15 . Dix huitième nocturne

Joz interrogeait son dessin. Il cherchait à en trouver la signification cachée, la clé. Qu'en dit-il ?

L'Arrivée du cosmonaute.

Une ligne sinueuse suggère le désert. Une immensité légèrement ondulée. Il fait nuit. La page est blanche, mais il fait nuit. Le Soleil est couché, la Lune pas encore levée. Dans le ciel, une apparition étrange semble flotter, comme le ludion entre deux eaux. C'est un lieu vide qui demande à être habité, visité par l'étrange. Qui ? demande.

Ou encore : Visite à Sypha.

Le survol, dans la nuit cosmique, du désert minéral de Sypha. Un lieu vide, inhabitable, visité par un humain; un garçon ? une fille ? Que cherche-t-il ? que cherche-t-elle ?

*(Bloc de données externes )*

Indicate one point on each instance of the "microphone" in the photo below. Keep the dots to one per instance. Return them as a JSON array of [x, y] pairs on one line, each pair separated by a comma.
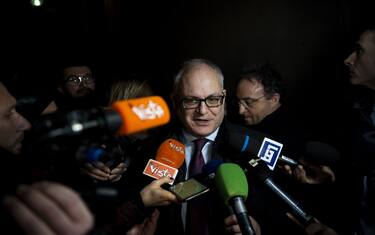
[[258, 144], [260, 171], [125, 117], [169, 157], [232, 186]]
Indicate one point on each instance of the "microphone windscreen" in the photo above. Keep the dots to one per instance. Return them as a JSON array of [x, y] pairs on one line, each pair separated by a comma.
[[211, 166], [231, 182], [141, 114], [171, 152], [246, 141]]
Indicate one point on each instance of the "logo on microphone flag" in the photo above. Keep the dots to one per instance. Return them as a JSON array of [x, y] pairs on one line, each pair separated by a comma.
[[157, 170], [270, 151]]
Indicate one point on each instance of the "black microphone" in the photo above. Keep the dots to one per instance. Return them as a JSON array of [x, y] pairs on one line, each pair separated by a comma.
[[259, 170]]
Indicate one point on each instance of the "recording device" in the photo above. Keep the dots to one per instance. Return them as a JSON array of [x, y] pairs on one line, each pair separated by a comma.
[[188, 189], [198, 184], [123, 118], [169, 157], [258, 144], [259, 170], [232, 186]]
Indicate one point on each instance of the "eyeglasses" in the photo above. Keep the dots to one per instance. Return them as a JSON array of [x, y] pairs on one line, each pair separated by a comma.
[[248, 102], [211, 101], [75, 80]]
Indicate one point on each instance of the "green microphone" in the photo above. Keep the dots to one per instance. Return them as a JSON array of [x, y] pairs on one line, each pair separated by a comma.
[[232, 186]]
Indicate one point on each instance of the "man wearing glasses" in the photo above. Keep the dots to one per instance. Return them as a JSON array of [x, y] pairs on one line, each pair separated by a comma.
[[77, 88], [198, 100], [260, 103]]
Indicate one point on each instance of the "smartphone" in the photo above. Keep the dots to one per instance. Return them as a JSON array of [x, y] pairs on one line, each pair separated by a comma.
[[188, 189]]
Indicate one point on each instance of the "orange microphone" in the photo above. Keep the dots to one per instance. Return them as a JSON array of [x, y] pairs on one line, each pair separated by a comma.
[[141, 114], [169, 157], [125, 117]]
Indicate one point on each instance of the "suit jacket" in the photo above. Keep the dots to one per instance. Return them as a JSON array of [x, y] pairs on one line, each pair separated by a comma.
[[261, 203]]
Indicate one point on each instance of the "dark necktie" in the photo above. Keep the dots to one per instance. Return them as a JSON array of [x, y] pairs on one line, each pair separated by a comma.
[[197, 212], [197, 160]]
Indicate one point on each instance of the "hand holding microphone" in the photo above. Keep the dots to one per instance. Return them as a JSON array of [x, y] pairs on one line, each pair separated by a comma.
[[169, 157], [233, 189]]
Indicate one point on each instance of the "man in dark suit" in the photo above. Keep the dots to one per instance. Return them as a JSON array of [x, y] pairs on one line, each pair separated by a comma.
[[198, 100]]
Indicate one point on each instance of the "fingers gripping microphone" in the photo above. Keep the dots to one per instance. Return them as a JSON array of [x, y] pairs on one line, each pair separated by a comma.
[[232, 186], [124, 118], [260, 171], [169, 157]]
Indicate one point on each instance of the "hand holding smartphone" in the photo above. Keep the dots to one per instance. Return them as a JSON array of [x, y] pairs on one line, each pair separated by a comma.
[[188, 189]]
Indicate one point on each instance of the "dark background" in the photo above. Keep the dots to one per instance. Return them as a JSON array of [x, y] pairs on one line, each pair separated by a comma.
[[306, 41]]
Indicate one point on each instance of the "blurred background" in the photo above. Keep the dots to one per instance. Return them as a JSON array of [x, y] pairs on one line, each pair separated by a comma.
[[307, 41]]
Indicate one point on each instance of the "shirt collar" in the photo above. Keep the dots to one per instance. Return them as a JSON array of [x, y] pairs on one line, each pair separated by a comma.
[[188, 138]]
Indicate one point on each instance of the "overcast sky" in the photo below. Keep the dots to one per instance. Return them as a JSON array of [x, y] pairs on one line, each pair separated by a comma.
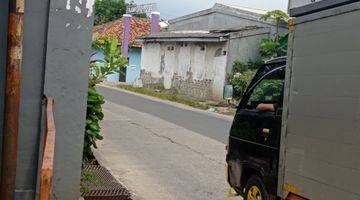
[[174, 8]]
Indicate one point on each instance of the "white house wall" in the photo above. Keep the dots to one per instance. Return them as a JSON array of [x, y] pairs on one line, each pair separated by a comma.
[[151, 59], [189, 68], [170, 64], [244, 49]]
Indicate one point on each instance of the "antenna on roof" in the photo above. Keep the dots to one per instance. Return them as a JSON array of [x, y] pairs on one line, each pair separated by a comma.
[[142, 8]]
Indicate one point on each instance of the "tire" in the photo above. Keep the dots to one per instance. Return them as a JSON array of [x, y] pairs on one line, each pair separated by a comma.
[[255, 189]]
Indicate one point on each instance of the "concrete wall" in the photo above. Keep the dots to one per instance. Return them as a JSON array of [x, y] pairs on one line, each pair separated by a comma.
[[56, 54], [190, 68], [4, 5], [66, 78], [244, 48], [217, 20]]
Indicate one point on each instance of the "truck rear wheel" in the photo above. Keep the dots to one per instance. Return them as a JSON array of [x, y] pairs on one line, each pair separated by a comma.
[[255, 189]]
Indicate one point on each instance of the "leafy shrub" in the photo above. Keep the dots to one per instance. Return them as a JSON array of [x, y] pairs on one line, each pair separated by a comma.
[[94, 115], [240, 67], [240, 81], [99, 70], [273, 48]]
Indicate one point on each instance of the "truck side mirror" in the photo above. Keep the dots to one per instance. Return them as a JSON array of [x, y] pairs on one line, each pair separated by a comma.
[[228, 92]]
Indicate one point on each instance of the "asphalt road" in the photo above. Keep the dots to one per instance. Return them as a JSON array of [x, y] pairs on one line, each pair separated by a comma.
[[208, 125]]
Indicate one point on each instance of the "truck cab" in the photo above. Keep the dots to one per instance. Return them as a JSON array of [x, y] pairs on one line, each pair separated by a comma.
[[253, 148]]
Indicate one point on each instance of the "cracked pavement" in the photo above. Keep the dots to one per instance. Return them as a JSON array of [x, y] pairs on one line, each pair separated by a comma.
[[157, 159]]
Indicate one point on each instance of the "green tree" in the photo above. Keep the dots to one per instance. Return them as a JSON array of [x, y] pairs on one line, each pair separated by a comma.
[[99, 70], [273, 48], [279, 17], [109, 10]]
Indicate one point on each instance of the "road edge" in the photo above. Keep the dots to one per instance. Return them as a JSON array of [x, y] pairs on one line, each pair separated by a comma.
[[171, 103]]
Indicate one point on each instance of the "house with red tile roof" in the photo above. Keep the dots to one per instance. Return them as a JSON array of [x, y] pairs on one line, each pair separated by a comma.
[[139, 27]]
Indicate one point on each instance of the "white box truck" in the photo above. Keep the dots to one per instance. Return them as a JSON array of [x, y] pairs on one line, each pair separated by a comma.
[[307, 146]]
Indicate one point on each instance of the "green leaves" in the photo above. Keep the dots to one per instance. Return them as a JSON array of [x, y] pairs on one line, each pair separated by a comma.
[[112, 62], [98, 73], [94, 115], [278, 15], [109, 10], [273, 48]]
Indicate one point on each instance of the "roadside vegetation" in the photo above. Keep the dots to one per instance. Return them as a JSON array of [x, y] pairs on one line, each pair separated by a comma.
[[170, 95], [110, 10], [99, 70], [243, 71]]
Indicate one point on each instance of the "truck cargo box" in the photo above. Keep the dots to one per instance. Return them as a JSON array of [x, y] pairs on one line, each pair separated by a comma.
[[320, 141]]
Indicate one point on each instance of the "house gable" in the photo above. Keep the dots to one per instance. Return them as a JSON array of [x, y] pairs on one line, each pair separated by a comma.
[[220, 17]]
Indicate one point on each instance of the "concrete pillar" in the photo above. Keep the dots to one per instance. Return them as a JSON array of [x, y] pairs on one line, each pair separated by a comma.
[[155, 20], [126, 36]]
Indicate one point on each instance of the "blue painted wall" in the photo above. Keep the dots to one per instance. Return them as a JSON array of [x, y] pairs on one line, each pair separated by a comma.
[[132, 71]]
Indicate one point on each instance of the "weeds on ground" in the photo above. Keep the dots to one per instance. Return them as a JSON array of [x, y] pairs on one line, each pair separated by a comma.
[[167, 95]]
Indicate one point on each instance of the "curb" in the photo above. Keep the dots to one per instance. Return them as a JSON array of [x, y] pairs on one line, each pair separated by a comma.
[[174, 104]]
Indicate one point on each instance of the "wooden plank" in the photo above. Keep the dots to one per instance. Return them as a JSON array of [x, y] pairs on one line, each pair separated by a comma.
[[47, 166]]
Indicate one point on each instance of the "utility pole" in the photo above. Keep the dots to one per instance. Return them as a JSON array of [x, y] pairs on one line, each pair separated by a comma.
[[12, 100]]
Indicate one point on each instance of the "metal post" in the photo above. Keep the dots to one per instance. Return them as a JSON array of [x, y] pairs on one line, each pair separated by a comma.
[[155, 20], [12, 100], [126, 36]]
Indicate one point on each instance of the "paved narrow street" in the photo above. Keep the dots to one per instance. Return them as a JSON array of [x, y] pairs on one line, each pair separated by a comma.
[[160, 151]]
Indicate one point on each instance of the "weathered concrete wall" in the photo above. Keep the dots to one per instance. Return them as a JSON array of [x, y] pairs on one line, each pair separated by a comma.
[[245, 48], [66, 78], [4, 5], [56, 54], [35, 29], [190, 68], [218, 21]]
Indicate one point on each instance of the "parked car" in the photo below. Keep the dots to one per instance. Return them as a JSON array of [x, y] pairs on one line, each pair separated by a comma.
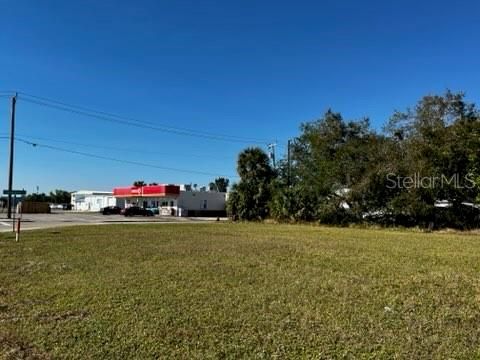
[[136, 210], [111, 210]]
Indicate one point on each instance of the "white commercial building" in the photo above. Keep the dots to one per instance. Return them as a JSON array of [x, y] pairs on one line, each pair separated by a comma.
[[174, 200], [88, 200]]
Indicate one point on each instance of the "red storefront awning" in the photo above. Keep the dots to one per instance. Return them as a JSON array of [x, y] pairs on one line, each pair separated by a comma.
[[147, 191]]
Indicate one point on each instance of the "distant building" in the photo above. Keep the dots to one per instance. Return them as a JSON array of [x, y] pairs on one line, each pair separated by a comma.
[[88, 200], [175, 200]]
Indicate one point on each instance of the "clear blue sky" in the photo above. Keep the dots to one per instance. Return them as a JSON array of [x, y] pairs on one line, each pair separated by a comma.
[[254, 69]]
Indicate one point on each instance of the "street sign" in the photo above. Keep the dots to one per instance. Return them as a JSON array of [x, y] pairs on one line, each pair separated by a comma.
[[15, 192]]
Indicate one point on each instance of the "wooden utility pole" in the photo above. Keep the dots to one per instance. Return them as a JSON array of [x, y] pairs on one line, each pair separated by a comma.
[[10, 167], [288, 163]]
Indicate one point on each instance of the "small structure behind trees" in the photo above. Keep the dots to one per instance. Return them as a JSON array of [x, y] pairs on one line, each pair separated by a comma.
[[423, 170]]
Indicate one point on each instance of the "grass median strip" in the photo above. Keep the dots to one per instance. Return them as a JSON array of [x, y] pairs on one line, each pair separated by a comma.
[[238, 290]]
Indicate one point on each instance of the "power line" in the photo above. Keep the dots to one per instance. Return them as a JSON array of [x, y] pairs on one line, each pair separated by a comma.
[[196, 155], [96, 156], [102, 115]]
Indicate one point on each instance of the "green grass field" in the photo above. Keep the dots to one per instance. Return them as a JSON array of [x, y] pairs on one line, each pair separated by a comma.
[[238, 291]]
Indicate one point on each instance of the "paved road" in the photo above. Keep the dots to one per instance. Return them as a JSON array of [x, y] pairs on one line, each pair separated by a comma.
[[66, 218]]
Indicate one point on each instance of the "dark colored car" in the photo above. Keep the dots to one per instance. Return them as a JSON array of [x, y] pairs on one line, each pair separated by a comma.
[[110, 210], [136, 210]]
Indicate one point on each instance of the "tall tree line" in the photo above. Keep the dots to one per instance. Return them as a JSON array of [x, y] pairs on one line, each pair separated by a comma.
[[422, 169]]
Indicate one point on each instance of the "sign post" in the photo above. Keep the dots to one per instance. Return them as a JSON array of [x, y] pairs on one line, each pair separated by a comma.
[[14, 193]]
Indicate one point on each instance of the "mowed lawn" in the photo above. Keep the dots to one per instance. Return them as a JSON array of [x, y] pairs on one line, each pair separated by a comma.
[[238, 291]]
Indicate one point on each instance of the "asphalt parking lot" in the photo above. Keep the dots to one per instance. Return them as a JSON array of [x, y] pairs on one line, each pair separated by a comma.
[[68, 218]]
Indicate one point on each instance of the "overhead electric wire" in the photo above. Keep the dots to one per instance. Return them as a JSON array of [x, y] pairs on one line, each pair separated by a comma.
[[101, 115], [138, 163], [20, 136]]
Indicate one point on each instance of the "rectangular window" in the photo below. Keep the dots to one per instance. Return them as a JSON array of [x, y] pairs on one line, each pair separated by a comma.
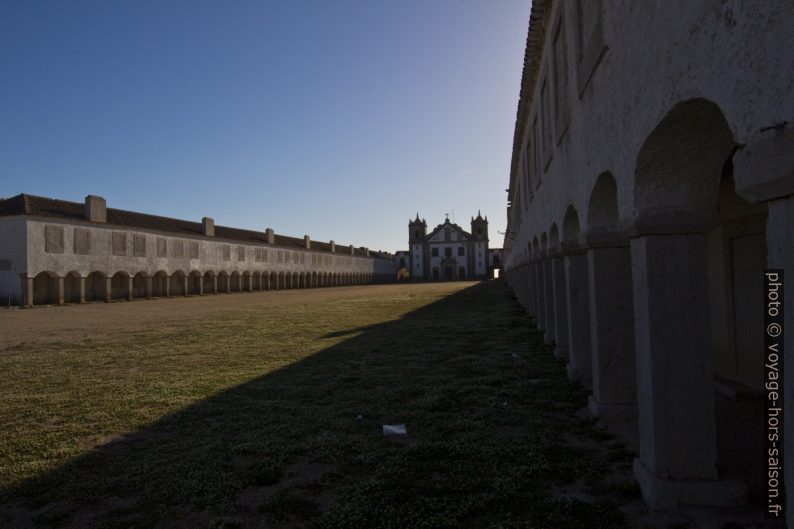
[[53, 239], [119, 243], [82, 241], [139, 246]]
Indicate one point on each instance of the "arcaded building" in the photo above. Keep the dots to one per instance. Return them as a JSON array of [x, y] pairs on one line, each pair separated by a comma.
[[651, 185], [56, 252], [448, 252]]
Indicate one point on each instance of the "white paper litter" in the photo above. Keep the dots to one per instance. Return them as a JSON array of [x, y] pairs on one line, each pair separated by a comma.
[[394, 429]]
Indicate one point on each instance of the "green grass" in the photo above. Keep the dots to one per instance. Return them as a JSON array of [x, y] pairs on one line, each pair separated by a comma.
[[251, 419]]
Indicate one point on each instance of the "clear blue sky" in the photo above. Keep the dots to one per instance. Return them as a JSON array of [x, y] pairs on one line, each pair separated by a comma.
[[337, 119]]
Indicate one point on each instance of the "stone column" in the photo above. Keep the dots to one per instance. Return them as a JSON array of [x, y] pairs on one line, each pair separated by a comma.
[[27, 283], [59, 294], [675, 391], [533, 298], [580, 365], [780, 244], [612, 334], [540, 301], [560, 298], [548, 298]]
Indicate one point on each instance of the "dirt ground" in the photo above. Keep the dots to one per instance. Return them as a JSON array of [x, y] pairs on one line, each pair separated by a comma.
[[101, 321]]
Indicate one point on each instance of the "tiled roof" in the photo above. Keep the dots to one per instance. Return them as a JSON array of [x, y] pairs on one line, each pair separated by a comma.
[[538, 19], [32, 205]]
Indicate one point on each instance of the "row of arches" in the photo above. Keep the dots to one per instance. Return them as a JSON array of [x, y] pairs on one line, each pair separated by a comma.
[[48, 288], [658, 307]]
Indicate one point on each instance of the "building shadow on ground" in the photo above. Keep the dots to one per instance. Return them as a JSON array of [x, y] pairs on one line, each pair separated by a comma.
[[486, 409]]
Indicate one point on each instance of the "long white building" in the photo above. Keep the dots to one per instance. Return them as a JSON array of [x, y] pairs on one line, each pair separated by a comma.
[[55, 252]]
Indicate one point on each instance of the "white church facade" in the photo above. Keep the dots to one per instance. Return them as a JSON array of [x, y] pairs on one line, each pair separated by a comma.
[[448, 252]]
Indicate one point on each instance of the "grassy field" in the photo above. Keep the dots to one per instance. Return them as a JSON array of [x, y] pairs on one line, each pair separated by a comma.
[[267, 412]]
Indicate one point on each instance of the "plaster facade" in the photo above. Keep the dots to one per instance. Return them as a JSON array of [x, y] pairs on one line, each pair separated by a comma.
[[652, 152], [59, 259]]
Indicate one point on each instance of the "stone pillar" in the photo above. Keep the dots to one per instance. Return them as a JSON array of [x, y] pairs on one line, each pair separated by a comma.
[[560, 298], [532, 301], [580, 364], [59, 294], [548, 298], [675, 391], [612, 334], [780, 244], [540, 301]]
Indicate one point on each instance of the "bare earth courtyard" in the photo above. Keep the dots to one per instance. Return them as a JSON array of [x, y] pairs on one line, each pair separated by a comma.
[[266, 409]]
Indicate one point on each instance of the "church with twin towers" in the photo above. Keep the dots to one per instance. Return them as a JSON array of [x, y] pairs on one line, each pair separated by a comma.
[[448, 252]]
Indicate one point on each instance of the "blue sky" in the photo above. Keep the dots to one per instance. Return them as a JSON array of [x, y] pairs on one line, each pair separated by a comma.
[[338, 119]]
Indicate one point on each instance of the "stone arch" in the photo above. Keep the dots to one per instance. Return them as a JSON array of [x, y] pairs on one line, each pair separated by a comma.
[[45, 289], [160, 284], [120, 285], [208, 282], [96, 287], [603, 214], [554, 238], [194, 283], [177, 284], [71, 287], [223, 281], [678, 168], [139, 285], [235, 282]]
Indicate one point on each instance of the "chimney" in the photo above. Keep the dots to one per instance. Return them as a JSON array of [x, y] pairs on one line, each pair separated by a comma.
[[209, 226], [95, 209]]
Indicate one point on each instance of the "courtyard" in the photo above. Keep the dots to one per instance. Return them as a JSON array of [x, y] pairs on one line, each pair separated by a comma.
[[266, 410]]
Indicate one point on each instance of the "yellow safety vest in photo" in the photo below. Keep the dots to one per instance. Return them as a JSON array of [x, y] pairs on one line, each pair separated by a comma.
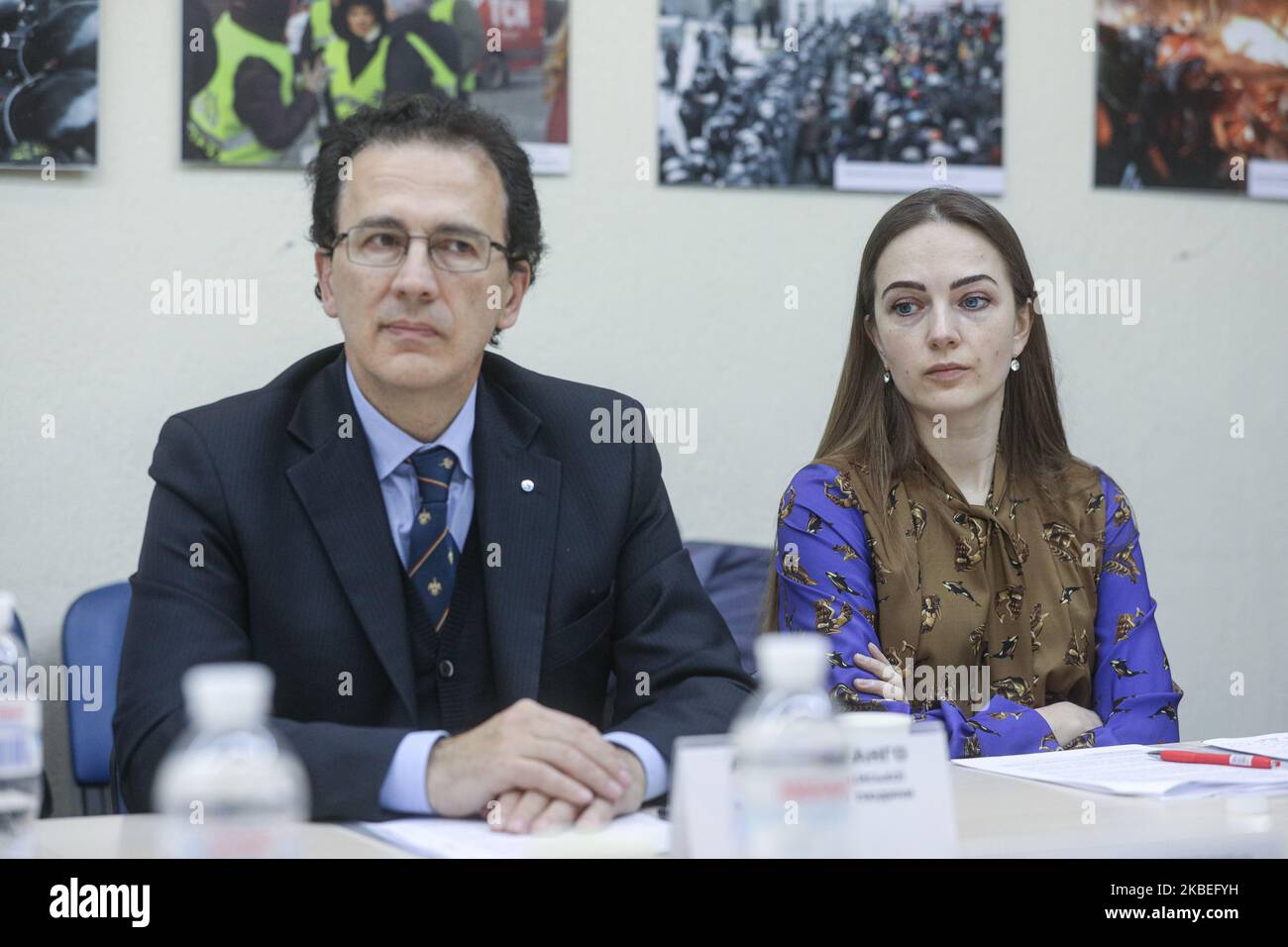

Ou encore : Départ improbable.

Un jour, tu partiras en laissant ta porte ouverte. Sans au revoir, ni adieu. Il n'y aura pas de retour, penses-tu. Et là, tu ne laisseras rien. Rien qu'une étendue vide, désertique, inhabitable, incompréhensible. Ils sont tous là, pourtant, sur le bord de mon rêve. Et moi : où suis-je ?

Pourtant cette chose étrange, qui semble flotter sur la gauche du dessin, ne s'en va pas : elle serait située sur la droite. Pour celui qui lit habituellement de gauche à droite, c'est une arrivée, pas un départ. En même temps, il est curieux de penser que pour celui qui lit l'arabe, c'est l'inverse qui se passe.

Et pour un chinois ? un japonais ?

Joz fit pivoter la feuille d'un côté, de l'autre.